VON MAXIMILIAN REICHLIN | 06.10.2016 15:11

Spendenverhalten – Warum tun wir Dinge ohne Gegenleistung?

Menschen sind soziale Lebewesen. Als einzige Gattung des Planeten kennen wir beispielsweise ein Konzept wie das Spenden: Etwas zu geben oder zu tun, ohne dafür entlohnt zu werden. Gerade in Zeiten großer humanitärer Krisen zeigt sich dieser Aspekt der sozialen Interaktion. Doch warum spenden wir überhaupt? Was macht uns zur sozialen Lebensart? Und warum sind diese Fragen nicht nur für unsere Gesellschaft, sondern zum Beispiel auch für die Informationstechnologie relevant?

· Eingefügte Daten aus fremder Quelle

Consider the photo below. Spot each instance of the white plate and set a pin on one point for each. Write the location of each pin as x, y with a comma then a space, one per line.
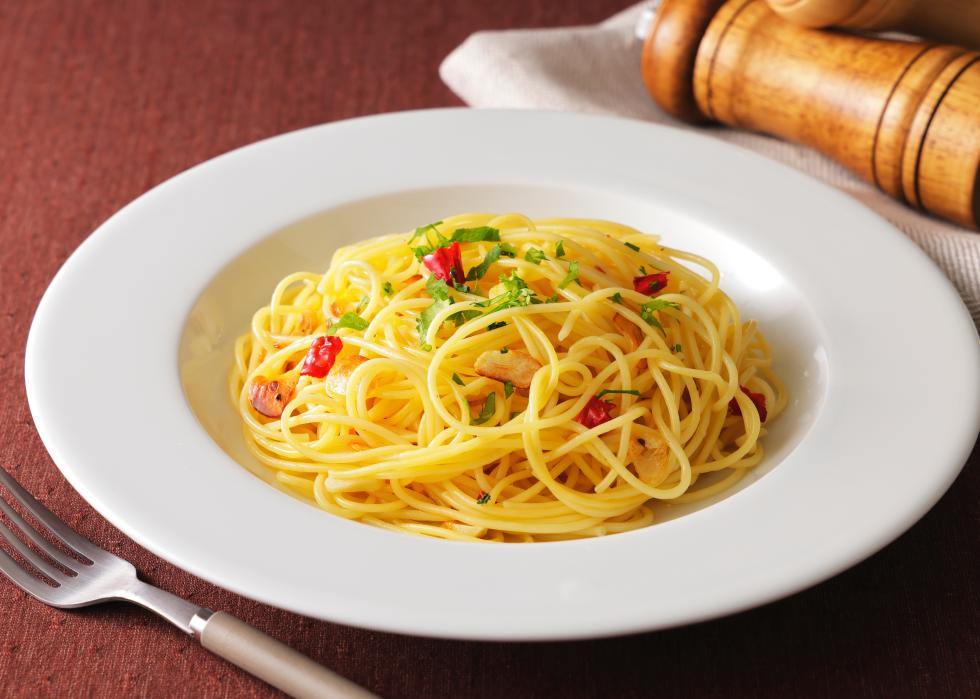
879, 354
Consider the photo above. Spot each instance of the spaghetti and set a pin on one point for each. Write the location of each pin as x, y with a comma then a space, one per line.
498, 378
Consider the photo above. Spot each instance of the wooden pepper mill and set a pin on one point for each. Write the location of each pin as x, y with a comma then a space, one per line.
903, 115
957, 21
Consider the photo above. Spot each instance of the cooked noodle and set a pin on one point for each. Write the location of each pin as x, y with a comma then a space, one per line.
412, 441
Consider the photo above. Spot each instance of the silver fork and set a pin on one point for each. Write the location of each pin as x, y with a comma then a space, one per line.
100, 576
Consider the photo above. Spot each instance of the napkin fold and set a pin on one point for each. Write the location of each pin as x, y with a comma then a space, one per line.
597, 69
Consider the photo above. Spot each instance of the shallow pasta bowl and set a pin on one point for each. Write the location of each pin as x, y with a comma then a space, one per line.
870, 337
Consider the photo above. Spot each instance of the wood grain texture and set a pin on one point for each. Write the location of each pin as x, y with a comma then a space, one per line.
104, 99
902, 115
952, 21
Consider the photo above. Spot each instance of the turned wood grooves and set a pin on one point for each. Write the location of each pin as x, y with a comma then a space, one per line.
902, 115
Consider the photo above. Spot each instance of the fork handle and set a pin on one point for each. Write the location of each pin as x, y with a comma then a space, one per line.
274, 662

Menschen sind in der Lage, zu spenden. Das ist in erster Linie noch keine große Erkenntnis. Viele Menschen spenden etwas. Sie spenden Geld an soziale Einrichtungen oder humanitäre Organisationen, betreiben Blutspende, verschenken alte Bücher oder Spiele an Schulen und Kindergärten, und so weiter. Doch was hinter solch kleinen und selbstlosen Aktionen steckt, ist den meisten Menschen nicht bekannt – obwohl es das ist, was unsere Gesellschaft und unser Leben als soziale Wesen auszeichnet.

Wer spendet wie viel und warum?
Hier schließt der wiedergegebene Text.